Green Book Reflects More Than One Kind of Prejudice

As part of Cinemark’s 2019 Oscar Movie Week, we saw Green Book, starring Viggo Mortensen, Mahershala Ali, and Linda Cardellini. To say it is the best movie I’ve seen in a long time seems trite, but it’s true. Some folks say that the relationship between the real-life African-American musician, Donald (Doc) Shirley, and his Italian-American driver, Tony (Lip) Vallelonga, was strictly business, but there’s a lesson to be learned from the growing friendship and respect portrayed on the screen.Green Book

Set in 1960, both the musician and the driver experienced prejudice on the southern performance tour, and while the African-American experience has been much more severe than that of the Italian-American experience in our country’s history, the fact that we are more aware of one than the other has resulted in a leveling out, and today, both lie closely under the surface. This, of course, varies by geographic regions and culture.

In my own experience, for quite a few years, I’ve observed the Italian-American prejudice that exists and persists just under the surface in business and social environments. I noticed it overtly when I was a young adult in the 1980s, and I notice it subtly today.

Whether it is in group conversations, in committees, or work situations, there is often an accepted nuance when the nationality of Italian-American is acknowledged. It’s a slight facial expression, raising of the eyebrows, or a tone of the voice. It infers that Italian Americans are connected to the mob, are of lower intelligence, or slightly lacking in integrity.

When I was very young in the 1960s, I had little appreciation of race, nationalities, etc. I went to an all-white Pennsylvania Catholic grade school, but I do remember thinking something wasn’t quite right when a nun asked the class why we didn’t have any “Negroes” in our school. We students didn’t have an answer, so she supplied it. She said it was because they wouldn’t feel “comfortable.”

In the 1970s, it was still acceptable to call Italian-Americans Dagos or Wops. Polish-Americans were called Polacks, and jokes about both ran amok. Thankfully, none of those terms are acceptable today, but I actually heard an old-timer use the word, Dago, just recently. He quickly corrected himself, with a sheepish grin. In school, I remember an Italian-American boy tormenting a German-American boy at the lunch table, calling him a Kraut. It seems odd now, that the picked-on kid didn’t fire back with a Dago or Wop retort.

For me, the most overt evidence of prejudice against Italian-Americans came the 1980s, when my husband, who is Italian-American, recommended a friend of his for a branch-manager position. It seemed that this friend, also Italian-American, just could not get hired at the bank, no matter how many times he applied. Finally, my husband’s boss told him that the friend just looked “too ethnic,” and he could never hope to be hired. I guess my husband was lucky that he didn’t look too ethnic and his name last name is a derivation of an Italian surname that makes people confused about its origins.

I appreciated the scene in Green Book in which a man in a southern bar says that Italians are really half-Black. That southern man vocalized the thinking of many southerners, but to be fair, the African-American character had to deal with the overt prejudice of being confined to certain hotels and restaurants.
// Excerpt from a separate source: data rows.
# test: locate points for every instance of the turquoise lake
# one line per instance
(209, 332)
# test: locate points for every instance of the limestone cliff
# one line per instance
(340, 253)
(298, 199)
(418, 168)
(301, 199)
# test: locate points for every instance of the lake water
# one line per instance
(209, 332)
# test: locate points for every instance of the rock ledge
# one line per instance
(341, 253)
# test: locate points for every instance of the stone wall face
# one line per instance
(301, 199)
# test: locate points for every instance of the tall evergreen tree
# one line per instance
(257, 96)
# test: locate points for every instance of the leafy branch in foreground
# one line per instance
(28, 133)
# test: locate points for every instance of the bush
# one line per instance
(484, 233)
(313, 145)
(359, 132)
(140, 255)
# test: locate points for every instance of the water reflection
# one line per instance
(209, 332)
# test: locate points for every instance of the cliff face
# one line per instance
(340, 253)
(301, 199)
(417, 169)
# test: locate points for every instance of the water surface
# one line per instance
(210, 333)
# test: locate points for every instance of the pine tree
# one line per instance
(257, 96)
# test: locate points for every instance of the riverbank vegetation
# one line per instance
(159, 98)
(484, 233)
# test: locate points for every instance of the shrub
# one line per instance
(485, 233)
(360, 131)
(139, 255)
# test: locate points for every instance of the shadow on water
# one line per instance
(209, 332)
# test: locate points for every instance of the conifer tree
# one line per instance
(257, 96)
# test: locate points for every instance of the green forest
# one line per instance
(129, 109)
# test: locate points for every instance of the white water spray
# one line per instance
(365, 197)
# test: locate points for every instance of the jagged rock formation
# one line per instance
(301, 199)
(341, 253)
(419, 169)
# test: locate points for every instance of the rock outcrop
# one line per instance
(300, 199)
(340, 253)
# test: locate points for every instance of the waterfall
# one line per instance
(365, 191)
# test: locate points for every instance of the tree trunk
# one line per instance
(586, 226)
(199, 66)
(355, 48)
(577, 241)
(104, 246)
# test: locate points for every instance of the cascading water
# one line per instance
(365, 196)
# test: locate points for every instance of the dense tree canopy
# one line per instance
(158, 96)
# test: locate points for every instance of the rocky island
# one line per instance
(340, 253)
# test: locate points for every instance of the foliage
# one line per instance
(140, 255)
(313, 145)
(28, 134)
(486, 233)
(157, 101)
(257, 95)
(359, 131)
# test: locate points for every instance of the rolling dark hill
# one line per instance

The Italian-American could lodge and dine wherever he wished, however, even he wouldn’t be accepted in many southern social circles.

My own ancestry is English and German, and when I started my writing career, I went back to my maiden name, thinking it was easier to pronounce than my married name. Of course, I’m called Silverstone, Silverton, etc., so that was a fail. I’d like to change it back, but my husband says to wait until he changes his back to the original form.
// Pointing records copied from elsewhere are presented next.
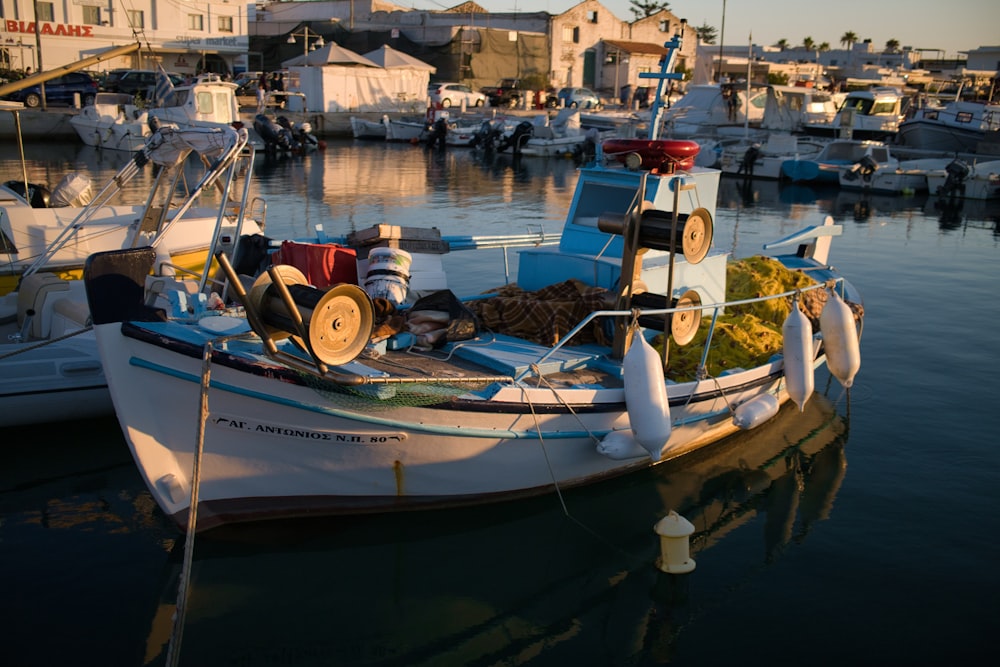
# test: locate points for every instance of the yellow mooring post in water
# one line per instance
(674, 531)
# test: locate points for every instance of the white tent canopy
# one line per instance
(335, 79)
(389, 58)
(330, 53)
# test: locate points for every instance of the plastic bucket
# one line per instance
(388, 274)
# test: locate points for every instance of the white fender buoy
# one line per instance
(674, 531)
(840, 339)
(646, 397)
(620, 445)
(798, 355)
(756, 411)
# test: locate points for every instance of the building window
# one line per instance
(136, 19)
(91, 15)
(45, 11)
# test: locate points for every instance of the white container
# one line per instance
(388, 274)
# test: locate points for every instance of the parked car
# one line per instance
(60, 90)
(452, 95)
(583, 98)
(507, 93)
(138, 82)
(110, 80)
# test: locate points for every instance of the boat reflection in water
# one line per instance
(511, 583)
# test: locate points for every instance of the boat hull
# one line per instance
(49, 383)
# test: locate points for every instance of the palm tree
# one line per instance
(706, 33)
(643, 8)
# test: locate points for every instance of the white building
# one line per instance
(180, 35)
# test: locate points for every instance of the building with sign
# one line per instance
(184, 37)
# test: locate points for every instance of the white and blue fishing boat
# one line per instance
(608, 356)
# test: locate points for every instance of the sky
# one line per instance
(948, 26)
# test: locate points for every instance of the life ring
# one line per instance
(655, 153)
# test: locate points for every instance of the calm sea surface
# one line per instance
(864, 534)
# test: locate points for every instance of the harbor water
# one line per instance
(861, 532)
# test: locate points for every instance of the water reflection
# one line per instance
(951, 213)
(494, 585)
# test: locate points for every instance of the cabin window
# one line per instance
(91, 15)
(136, 19)
(44, 11)
(203, 102)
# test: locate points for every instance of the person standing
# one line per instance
(262, 89)
(278, 85)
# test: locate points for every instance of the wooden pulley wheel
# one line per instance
(696, 237)
(341, 324)
(684, 325)
(262, 299)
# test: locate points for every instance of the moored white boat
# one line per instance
(873, 114)
(837, 156)
(49, 360)
(115, 122)
(764, 160)
(956, 127)
(960, 179)
(512, 406)
(907, 178)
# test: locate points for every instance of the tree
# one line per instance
(705, 33)
(643, 8)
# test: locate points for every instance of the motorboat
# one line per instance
(873, 114)
(707, 108)
(764, 159)
(908, 177)
(956, 127)
(116, 122)
(364, 128)
(300, 404)
(836, 156)
(545, 137)
(965, 180)
(49, 359)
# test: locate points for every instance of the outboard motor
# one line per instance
(954, 183)
(488, 135)
(864, 168)
(37, 195)
(276, 138)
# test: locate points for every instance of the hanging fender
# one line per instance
(646, 397)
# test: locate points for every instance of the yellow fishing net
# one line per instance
(746, 335)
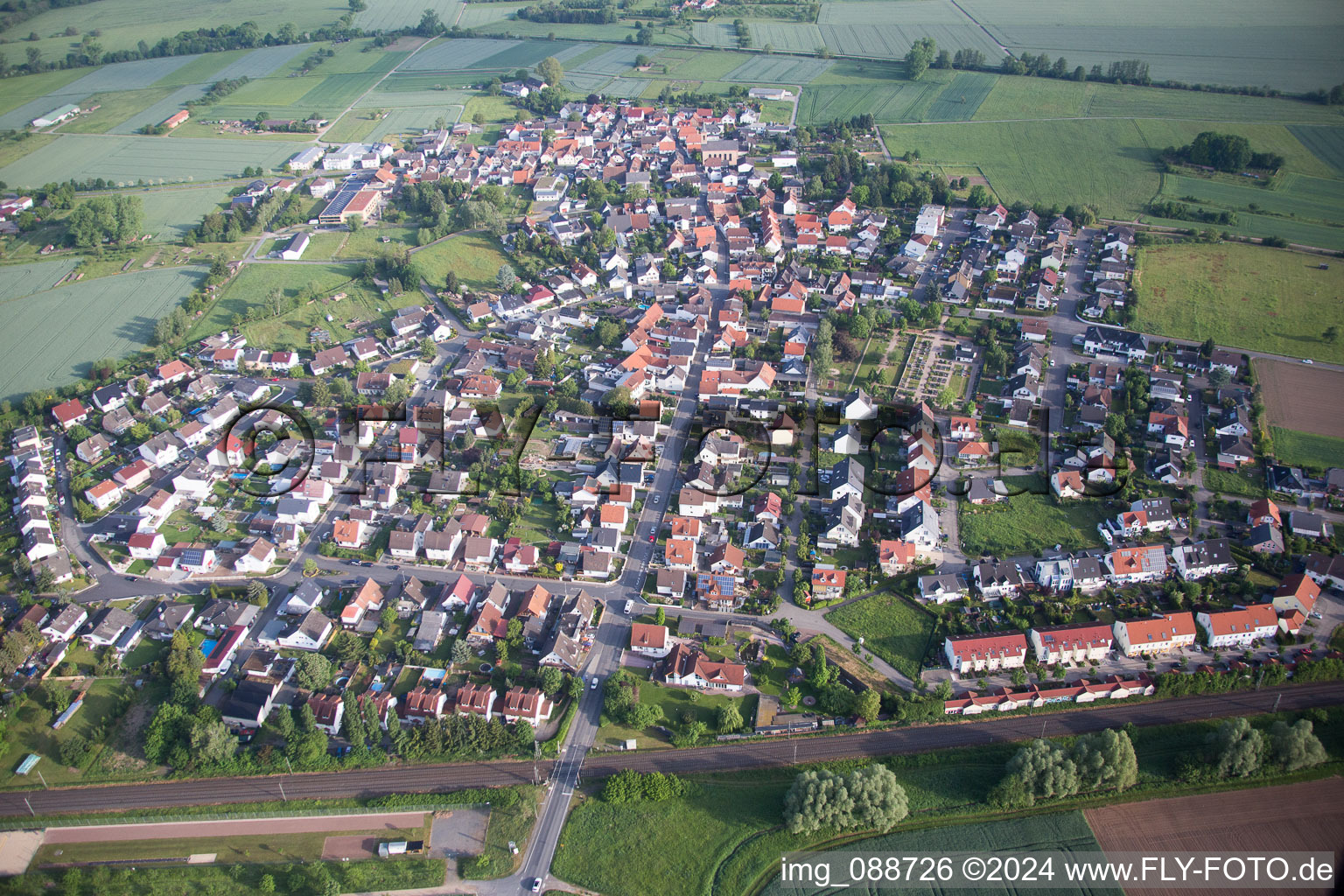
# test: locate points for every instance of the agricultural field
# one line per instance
(1103, 163)
(1242, 296)
(1306, 449)
(1304, 816)
(388, 15)
(960, 100)
(474, 258)
(1301, 398)
(890, 626)
(779, 70)
(127, 160)
(170, 213)
(124, 23)
(360, 312)
(1027, 522)
(1292, 45)
(1326, 144)
(52, 335)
Anyhow, the name Silverthorn is WASP-ish (the Catholic part came from my German-immigrant grandmother). Because of my name, my hair color, and eye color, I have been present in groups where the insidious gestures and offhanded comments have been made about Italian-Americans, the participants thinking none were in hearing distance. When appropriate, I make it clear that my husband is 100% Italian and my kids are 50%.

To sum all of this up. I just wanted to say that Green Book has given me a vehicle to discuss this topic, which has concerned me for some time. While we are so careful to be politically correct about overt racial, ethic, or cultural differences, there are still some that will be harder to change because the problem is not often acknowledged or realized. When reviewing resumes, there are still many hiring managers that will favor the easier-to-pronounce surnames over the ones with too many consonants, too many vowels, or the suggestion of a Middle-Eastern origin. Thankfully, civil-rights laws are designed to protect individuals from hiring and housing bias based on race, religion, age, etc., but some not be aware that these laws also include protections based on national origin.

This all reminds me of what Peace Pilgrim said about the subject, “I am not concerned with racial or ethnic background or the color of one’s skin; all people look to me like shining lights. . . . We the people of the world need to find ways to get to know one another—for then we will recognize that our likenesses are so much greater than our differences, however great our differences may seem.”